| In the romantic view, writers were rebels, poised to change the world. In relation to 20th-century literature, however, such a view is suspect.
Margaret Scanlan, professor and chair of English at IU South Bend, had no idea of the media attention to terrorism that would ensue from Sept. 11. Her book, Plotting Terror: Novelists and Terrorists in Contemporary Fiction, was published by the University Press of Virginia last summer. The possibility she raises—that the fiction writer’s relationship to actual politics may be considerably reduced in the age of television and the Internet—continues to be a fascinating topic.

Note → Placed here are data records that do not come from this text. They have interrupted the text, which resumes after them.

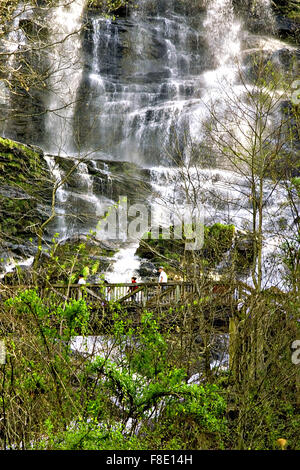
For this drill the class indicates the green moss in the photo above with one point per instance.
(24, 185)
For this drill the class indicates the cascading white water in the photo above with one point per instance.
(65, 74)
(137, 89)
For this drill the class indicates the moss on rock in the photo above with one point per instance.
(25, 188)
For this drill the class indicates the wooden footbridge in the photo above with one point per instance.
(143, 295)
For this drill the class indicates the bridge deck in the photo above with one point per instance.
(148, 294)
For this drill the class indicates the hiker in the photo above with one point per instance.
(162, 277)
(107, 291)
(81, 279)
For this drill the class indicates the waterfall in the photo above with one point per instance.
(140, 89)
(65, 74)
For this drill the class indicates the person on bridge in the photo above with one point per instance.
(133, 288)
(81, 279)
(162, 277)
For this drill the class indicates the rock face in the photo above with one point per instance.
(223, 246)
(25, 189)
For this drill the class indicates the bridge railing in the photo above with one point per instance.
(144, 294)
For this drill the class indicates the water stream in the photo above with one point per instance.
(140, 89)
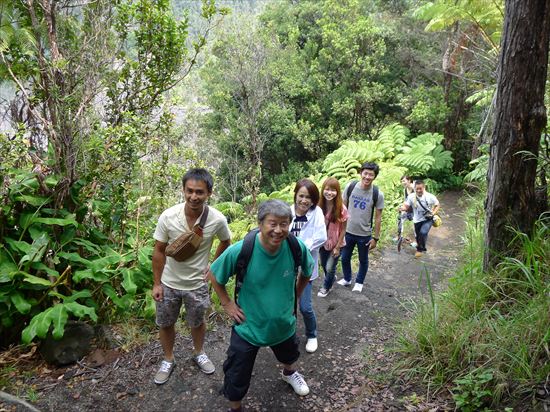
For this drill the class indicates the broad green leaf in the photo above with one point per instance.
(25, 220)
(59, 317)
(19, 245)
(85, 293)
(79, 275)
(38, 327)
(145, 256)
(91, 247)
(68, 235)
(33, 200)
(35, 280)
(37, 249)
(129, 283)
(55, 221)
(41, 266)
(80, 310)
(7, 270)
(74, 257)
(22, 305)
(112, 293)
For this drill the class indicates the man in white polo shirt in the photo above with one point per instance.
(177, 283)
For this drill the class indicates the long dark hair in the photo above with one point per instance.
(336, 214)
(311, 189)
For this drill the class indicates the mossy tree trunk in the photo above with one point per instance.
(520, 118)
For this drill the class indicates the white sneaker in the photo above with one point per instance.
(297, 382)
(311, 345)
(344, 282)
(323, 292)
(204, 363)
(164, 372)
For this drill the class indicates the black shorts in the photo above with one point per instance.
(239, 364)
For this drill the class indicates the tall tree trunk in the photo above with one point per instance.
(520, 117)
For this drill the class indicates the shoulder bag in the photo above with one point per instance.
(187, 243)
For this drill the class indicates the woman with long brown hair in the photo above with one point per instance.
(336, 216)
(309, 226)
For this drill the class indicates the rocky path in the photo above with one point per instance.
(350, 371)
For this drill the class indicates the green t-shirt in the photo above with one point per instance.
(267, 294)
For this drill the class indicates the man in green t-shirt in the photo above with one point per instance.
(264, 315)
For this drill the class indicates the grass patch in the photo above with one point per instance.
(487, 337)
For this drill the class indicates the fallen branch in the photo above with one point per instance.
(13, 399)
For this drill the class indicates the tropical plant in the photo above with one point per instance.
(55, 264)
(424, 154)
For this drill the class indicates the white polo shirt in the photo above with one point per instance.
(189, 274)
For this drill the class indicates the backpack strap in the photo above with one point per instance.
(243, 259)
(297, 255)
(374, 201)
(420, 203)
(375, 191)
(198, 229)
(246, 253)
(349, 190)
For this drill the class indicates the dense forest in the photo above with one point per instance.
(106, 104)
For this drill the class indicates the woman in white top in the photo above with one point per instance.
(424, 206)
(308, 224)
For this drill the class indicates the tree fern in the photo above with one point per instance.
(424, 153)
(391, 139)
(479, 174)
(345, 161)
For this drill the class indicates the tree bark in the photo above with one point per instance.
(520, 118)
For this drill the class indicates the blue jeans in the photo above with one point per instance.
(328, 263)
(362, 243)
(422, 229)
(306, 308)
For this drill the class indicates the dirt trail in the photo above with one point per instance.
(350, 370)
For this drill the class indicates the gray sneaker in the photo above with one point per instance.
(164, 372)
(204, 363)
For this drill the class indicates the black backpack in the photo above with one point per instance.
(374, 197)
(246, 253)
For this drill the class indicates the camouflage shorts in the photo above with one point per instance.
(196, 303)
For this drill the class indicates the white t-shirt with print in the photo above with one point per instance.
(427, 200)
(360, 209)
(189, 274)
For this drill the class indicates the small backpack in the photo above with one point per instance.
(246, 253)
(374, 197)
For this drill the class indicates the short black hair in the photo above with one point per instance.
(311, 189)
(199, 174)
(276, 208)
(370, 166)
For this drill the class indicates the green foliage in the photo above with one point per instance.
(490, 335)
(484, 15)
(55, 264)
(424, 154)
(469, 392)
(346, 161)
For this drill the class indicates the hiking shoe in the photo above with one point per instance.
(311, 345)
(297, 382)
(344, 282)
(164, 372)
(204, 363)
(323, 292)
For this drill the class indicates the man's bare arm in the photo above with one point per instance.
(159, 260)
(229, 306)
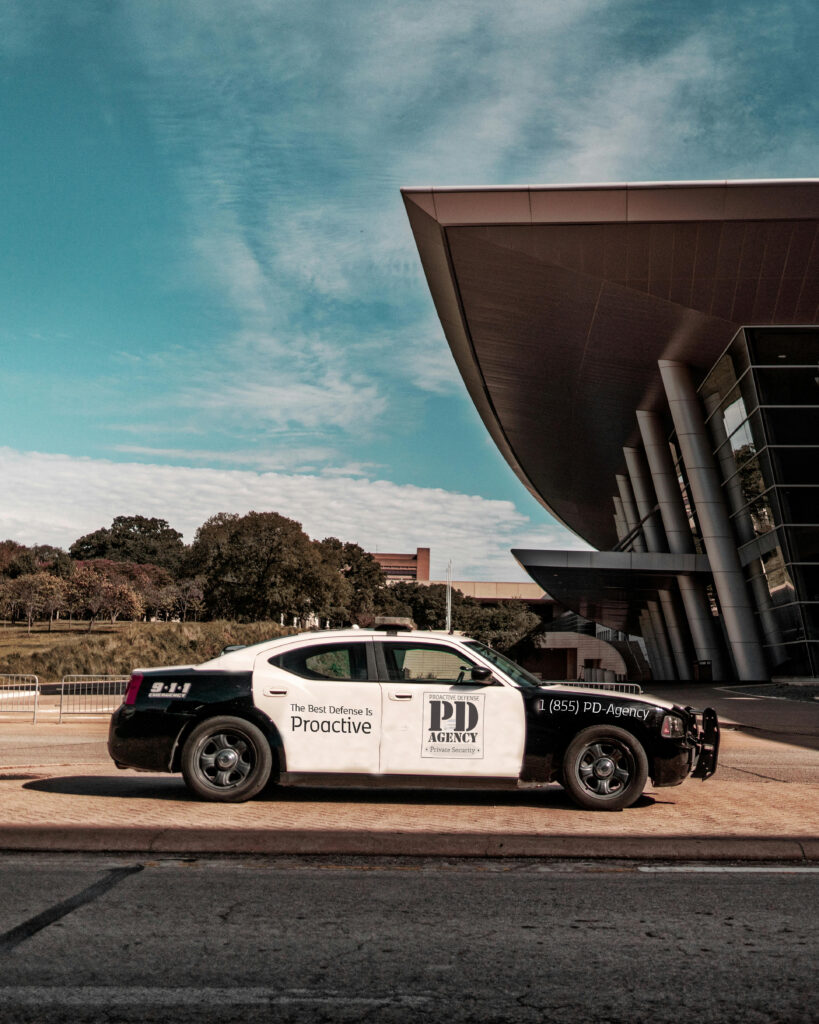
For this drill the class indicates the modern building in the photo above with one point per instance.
(404, 567)
(646, 357)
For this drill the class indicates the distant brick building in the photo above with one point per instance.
(403, 567)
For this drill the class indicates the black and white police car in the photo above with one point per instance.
(400, 707)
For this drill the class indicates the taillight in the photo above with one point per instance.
(673, 726)
(133, 687)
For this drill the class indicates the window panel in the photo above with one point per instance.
(795, 465)
(804, 543)
(416, 663)
(807, 581)
(787, 385)
(800, 505)
(780, 347)
(343, 662)
(791, 426)
(777, 578)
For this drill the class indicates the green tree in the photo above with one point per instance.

Scanlan traced the figure of the writer as rival, or double, to the terrorist—from origins in the romantic conviction that the writer has originality and power, to the present time, when political, social and technological developments have undermined that belief. She argues that serious writers like Friedrich Düürrenmatt, Doris Lessing and Don DeLillo imagine a contemporary writer’s encounter with terrorists as a test of the old alliance between writer and revolutionary. After considering the possibility that televised terrorism is replacing the novel, or that writing, as contemporary theory would have it, is itself a form of violence, Scanlan’s analyses explore the relationship between actual bombs and stories about bombings, between the modern world and its electronic representation, and between the exercise of political power and the fiction writer’s real power in the world.